After going through all the effort of developing an online test, you want it to be an accurate measure. That’s why it’s so important to plan for online test reliability.
In Are Your Online Tests Valid?, we examined test validity or how you can be sure a test measures what it claims to measure. Test validity is required before reliability can be considered in any meaningful way. You may want to read the previous article first.
In this article, we’ll look at test reliability. A test with a high degree of reliability will be a more accurate measure of the learner’s knowledge and skills than one with low reliability. If you have trouble keeping all of these terms straight, think of it this way: reliability = consistency.
Test Reliability Is Consistency
Test reliability is an attempt to reduce the random errors that occur in all tests to a minimum. The way to reduce random errors is to make a test consistent. A test that is reliable or consistent has few variations within itself and produces similar results over time. This is often compared to a scale. If you weigh yourself every day and your weight is reasonably consistent, you consider the scale reliable. If the scale displays wildly different weights from day to day (even during the holidays), you would not consider it a reliable measure.
Test reliability answers the question:
TO WHAT DEGREE IS A TEST CONSISTENT IN WHAT IT MEASURES?
What Makes A Test Consistent?
A test that is reliable will have a degree of consistency evidenced by these characteristics:
- The test items seem similar or highly related. The test comes together as one whole.
- There are no great leaps in difficulty, wording and tone. It might seem like one person wrote the entire test.

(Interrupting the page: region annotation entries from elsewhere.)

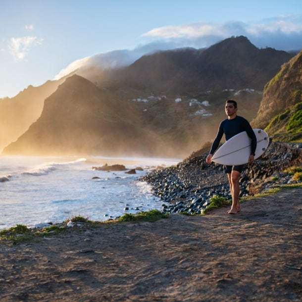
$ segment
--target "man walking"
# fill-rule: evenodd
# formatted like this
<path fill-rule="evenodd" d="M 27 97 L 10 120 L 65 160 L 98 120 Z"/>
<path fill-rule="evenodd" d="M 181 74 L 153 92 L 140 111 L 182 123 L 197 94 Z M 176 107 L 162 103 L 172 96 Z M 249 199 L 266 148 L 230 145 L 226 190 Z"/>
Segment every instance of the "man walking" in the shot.
<path fill-rule="evenodd" d="M 252 139 L 251 155 L 248 159 L 248 163 L 252 163 L 254 161 L 255 151 L 257 146 L 257 140 L 250 123 L 242 116 L 237 115 L 237 103 L 233 100 L 228 100 L 225 104 L 225 113 L 228 118 L 222 121 L 219 125 L 218 131 L 211 147 L 209 154 L 206 157 L 206 162 L 211 163 L 213 154 L 217 149 L 223 134 L 226 141 L 234 135 L 243 131 L 246 131 Z M 224 166 L 224 171 L 227 173 L 230 190 L 232 195 L 232 203 L 231 209 L 228 211 L 229 214 L 236 214 L 240 211 L 239 204 L 239 176 L 243 169 L 243 165 L 239 166 Z"/>

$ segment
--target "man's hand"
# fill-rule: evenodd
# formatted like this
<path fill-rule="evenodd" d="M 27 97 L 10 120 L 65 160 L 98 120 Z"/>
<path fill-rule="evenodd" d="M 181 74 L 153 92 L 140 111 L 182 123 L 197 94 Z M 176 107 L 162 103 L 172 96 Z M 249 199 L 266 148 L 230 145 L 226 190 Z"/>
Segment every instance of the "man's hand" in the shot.
<path fill-rule="evenodd" d="M 207 156 L 205 159 L 206 161 L 206 163 L 210 164 L 212 162 L 212 154 L 209 154 Z"/>
<path fill-rule="evenodd" d="M 252 154 L 251 154 L 250 156 L 249 156 L 249 161 L 248 163 L 252 163 L 254 161 L 254 155 Z"/>

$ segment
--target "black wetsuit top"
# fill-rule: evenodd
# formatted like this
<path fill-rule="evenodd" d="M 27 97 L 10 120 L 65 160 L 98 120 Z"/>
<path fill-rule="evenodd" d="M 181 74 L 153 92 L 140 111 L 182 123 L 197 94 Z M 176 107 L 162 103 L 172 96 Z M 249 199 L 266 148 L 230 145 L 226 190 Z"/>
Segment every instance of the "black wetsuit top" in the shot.
<path fill-rule="evenodd" d="M 227 118 L 220 123 L 216 138 L 212 144 L 210 153 L 213 154 L 217 149 L 224 133 L 225 135 L 225 139 L 227 141 L 234 135 L 243 131 L 246 131 L 252 139 L 251 154 L 254 154 L 257 147 L 256 136 L 250 123 L 242 116 L 238 115 L 236 115 L 235 118 L 232 119 Z"/>

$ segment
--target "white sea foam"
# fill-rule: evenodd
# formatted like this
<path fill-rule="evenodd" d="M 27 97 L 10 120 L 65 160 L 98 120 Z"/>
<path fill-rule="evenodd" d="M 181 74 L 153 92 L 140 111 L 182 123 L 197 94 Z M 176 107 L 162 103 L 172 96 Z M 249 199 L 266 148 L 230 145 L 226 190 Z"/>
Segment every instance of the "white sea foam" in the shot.
<path fill-rule="evenodd" d="M 161 207 L 151 187 L 138 181 L 148 172 L 93 170 L 93 166 L 122 164 L 136 167 L 169 166 L 177 159 L 0 156 L 0 230 L 16 224 L 29 227 L 60 222 L 78 215 L 104 220 L 125 212 Z M 38 176 L 38 177 L 37 177 Z M 7 177 L 7 176 L 3 176 Z M 125 208 L 129 209 L 125 210 Z"/>

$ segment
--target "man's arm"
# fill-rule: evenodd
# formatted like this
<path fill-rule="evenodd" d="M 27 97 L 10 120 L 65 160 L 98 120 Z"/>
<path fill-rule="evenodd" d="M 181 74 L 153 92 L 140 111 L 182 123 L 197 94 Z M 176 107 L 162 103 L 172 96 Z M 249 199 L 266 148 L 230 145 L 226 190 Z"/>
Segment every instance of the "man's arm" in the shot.
<path fill-rule="evenodd" d="M 221 125 L 221 123 L 220 125 L 219 125 L 219 128 L 218 128 L 218 131 L 216 135 L 216 138 L 215 140 L 214 140 L 214 142 L 213 142 L 213 144 L 212 144 L 212 147 L 211 147 L 211 150 L 210 151 L 210 152 L 209 154 L 206 157 L 206 161 L 207 163 L 210 163 L 212 161 L 212 156 L 213 154 L 217 149 L 218 146 L 219 145 L 219 143 L 222 138 L 222 136 L 223 135 L 223 130 L 222 129 L 222 127 Z"/>
<path fill-rule="evenodd" d="M 252 140 L 251 155 L 249 157 L 249 162 L 248 163 L 252 163 L 254 161 L 254 156 L 255 156 L 255 151 L 257 147 L 257 139 L 254 133 L 252 126 L 248 121 L 246 121 L 246 131 L 248 133 L 248 135 Z"/>

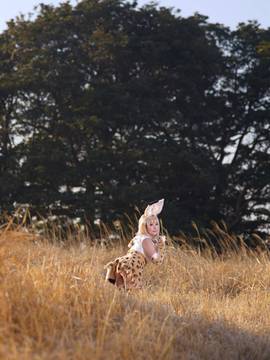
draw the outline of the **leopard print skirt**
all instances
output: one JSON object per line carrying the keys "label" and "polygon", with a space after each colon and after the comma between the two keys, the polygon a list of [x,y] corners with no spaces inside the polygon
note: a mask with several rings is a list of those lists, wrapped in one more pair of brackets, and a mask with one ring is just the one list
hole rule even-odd
{"label": "leopard print skirt", "polygon": [[120,256],[105,265],[106,280],[119,289],[141,289],[142,276],[147,260],[143,254],[129,250],[126,255]]}

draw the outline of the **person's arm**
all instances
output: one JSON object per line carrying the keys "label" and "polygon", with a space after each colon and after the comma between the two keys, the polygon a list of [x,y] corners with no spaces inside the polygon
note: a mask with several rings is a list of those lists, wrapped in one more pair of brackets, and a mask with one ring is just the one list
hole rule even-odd
{"label": "person's arm", "polygon": [[153,244],[153,241],[150,238],[146,238],[143,240],[142,247],[144,254],[149,261],[152,261],[154,263],[159,263],[160,255],[157,252]]}

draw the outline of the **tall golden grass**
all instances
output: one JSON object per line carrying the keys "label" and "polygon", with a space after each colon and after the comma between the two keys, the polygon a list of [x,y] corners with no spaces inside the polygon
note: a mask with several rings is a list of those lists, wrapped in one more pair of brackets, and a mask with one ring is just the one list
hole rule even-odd
{"label": "tall golden grass", "polygon": [[217,224],[222,255],[199,229],[193,242],[204,247],[169,237],[164,264],[146,267],[145,288],[124,293],[105,283],[103,266],[129,239],[52,241],[25,224],[11,219],[0,233],[0,358],[270,359],[263,246],[251,251]]}

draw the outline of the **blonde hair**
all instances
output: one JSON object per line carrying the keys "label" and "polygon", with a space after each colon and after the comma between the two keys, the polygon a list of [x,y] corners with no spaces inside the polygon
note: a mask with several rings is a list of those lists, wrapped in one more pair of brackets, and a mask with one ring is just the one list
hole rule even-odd
{"label": "blonde hair", "polygon": [[139,219],[137,235],[149,235],[146,225],[150,219],[157,220],[160,226],[159,218],[156,215],[151,215],[151,216],[142,215]]}

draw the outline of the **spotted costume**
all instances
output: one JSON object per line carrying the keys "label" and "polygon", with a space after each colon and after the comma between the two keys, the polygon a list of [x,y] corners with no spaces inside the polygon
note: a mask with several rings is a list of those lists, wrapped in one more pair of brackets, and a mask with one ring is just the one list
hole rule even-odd
{"label": "spotted costume", "polygon": [[[143,240],[149,235],[136,235],[129,243],[130,249],[127,254],[120,256],[105,265],[107,270],[106,280],[115,284],[119,289],[140,289],[143,287],[143,271],[149,260],[144,253]],[[161,264],[165,255],[165,237],[151,238],[156,251],[159,254],[155,264]]]}

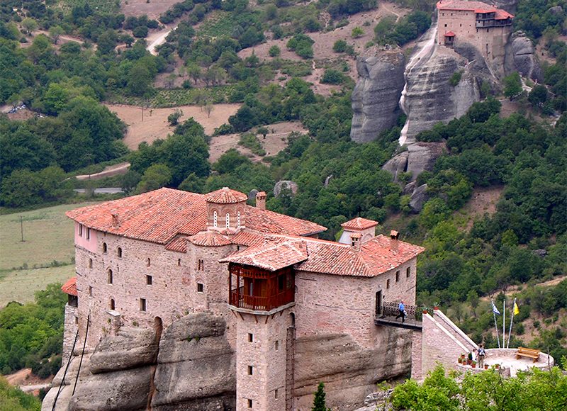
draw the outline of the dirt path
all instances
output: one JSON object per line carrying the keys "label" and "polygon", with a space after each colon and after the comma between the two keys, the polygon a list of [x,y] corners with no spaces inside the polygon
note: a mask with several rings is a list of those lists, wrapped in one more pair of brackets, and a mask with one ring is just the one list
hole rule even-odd
{"label": "dirt path", "polygon": [[77,180],[100,180],[106,177],[112,177],[118,174],[125,174],[128,171],[130,163],[119,163],[113,166],[108,166],[106,167],[100,173],[94,173],[94,174],[81,174],[77,176],[75,178]]}
{"label": "dirt path", "polygon": [[137,150],[142,142],[151,144],[153,141],[164,139],[168,134],[172,134],[174,127],[169,125],[167,116],[175,110],[183,112],[179,123],[192,117],[195,121],[201,124],[205,133],[210,135],[215,128],[228,122],[228,118],[235,114],[240,104],[215,104],[210,116],[208,116],[204,111],[198,106],[181,106],[167,108],[152,108],[144,110],[144,118],[142,119],[142,108],[137,106],[125,106],[122,104],[105,104],[111,111],[125,123],[128,126],[124,143],[130,150]]}

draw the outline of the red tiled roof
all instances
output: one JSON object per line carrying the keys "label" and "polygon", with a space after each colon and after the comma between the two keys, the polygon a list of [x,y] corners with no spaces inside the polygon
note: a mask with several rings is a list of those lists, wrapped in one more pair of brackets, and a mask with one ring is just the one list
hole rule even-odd
{"label": "red tiled roof", "polygon": [[366,228],[370,228],[371,227],[375,227],[376,225],[378,225],[378,221],[374,221],[374,220],[367,220],[366,218],[362,218],[361,217],[357,217],[350,221],[347,221],[347,223],[343,223],[341,224],[341,227],[345,230],[366,230]]}
{"label": "red tiled roof", "polygon": [[424,249],[383,235],[361,244],[359,250],[330,241],[268,235],[262,244],[257,243],[220,261],[271,271],[298,264],[297,269],[301,271],[372,277],[410,260]]}
{"label": "red tiled roof", "polygon": [[235,190],[231,190],[228,187],[213,191],[208,194],[205,194],[205,201],[207,203],[214,203],[215,204],[234,204],[246,201],[248,196],[244,193],[240,193]]}
{"label": "red tiled roof", "polygon": [[77,297],[77,277],[72,277],[69,278],[69,281],[61,287],[61,291],[65,294]]}
{"label": "red tiled roof", "polygon": [[275,237],[219,260],[275,271],[306,260],[305,242],[299,238]]}
{"label": "red tiled roof", "polygon": [[188,240],[195,245],[202,247],[222,247],[232,244],[230,240],[216,231],[203,231],[191,235]]}
{"label": "red tiled roof", "polygon": [[[167,244],[178,235],[194,235],[206,230],[206,213],[207,205],[203,194],[159,188],[139,196],[82,207],[66,214],[94,230]],[[248,228],[262,232],[310,235],[326,230],[310,221],[250,206],[245,207],[245,219]]]}
{"label": "red tiled roof", "polygon": [[177,252],[187,252],[187,237],[184,235],[176,237],[166,244],[165,249]]}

- If the test were administered to similar groups, you would see similarities in the scores across the groups.
- The test is long enough to assess the learner’s knowledge. Very short tests are more affected by the “luck factor.”
How To Improve Online Test Reliability
- Ensure that the test measures related content. Avoid creating one test for several different courses.
- Ensure that testing conditions are similar for each learner. For example, if your testing software displays well in a particular browser, then make using the best browser a requirement.
- Add more questions to the test. A longer test is going to be more reliable.
- Word test questions very clearly so that no other interpretations are possible.
- Write test instructions so that they are easily understood.
- Make sure the answer choices are clearly different from each other and that distractors (wrong answers) are 100% wrong.
- Create test items of similar difficulty, when possible.
- Test members of the same audience group twice, ideally a month apart. If the distribution of scores are similar, the test is likely to be reliable. If the scores are very different, improve the questions that had a discrepancy. Take into account that scores on the second test may be a a bit higher. (Because of deadlines and budgets, administering two tests is probably unrealistic. Still, we can dream, can’t we?)
Relationship Of Reliability To Validity
A reliable test is not necessarily a valid test. A test can be internally consistent (reliable) but not be an accurate measure of what you claim to be measuring (validity).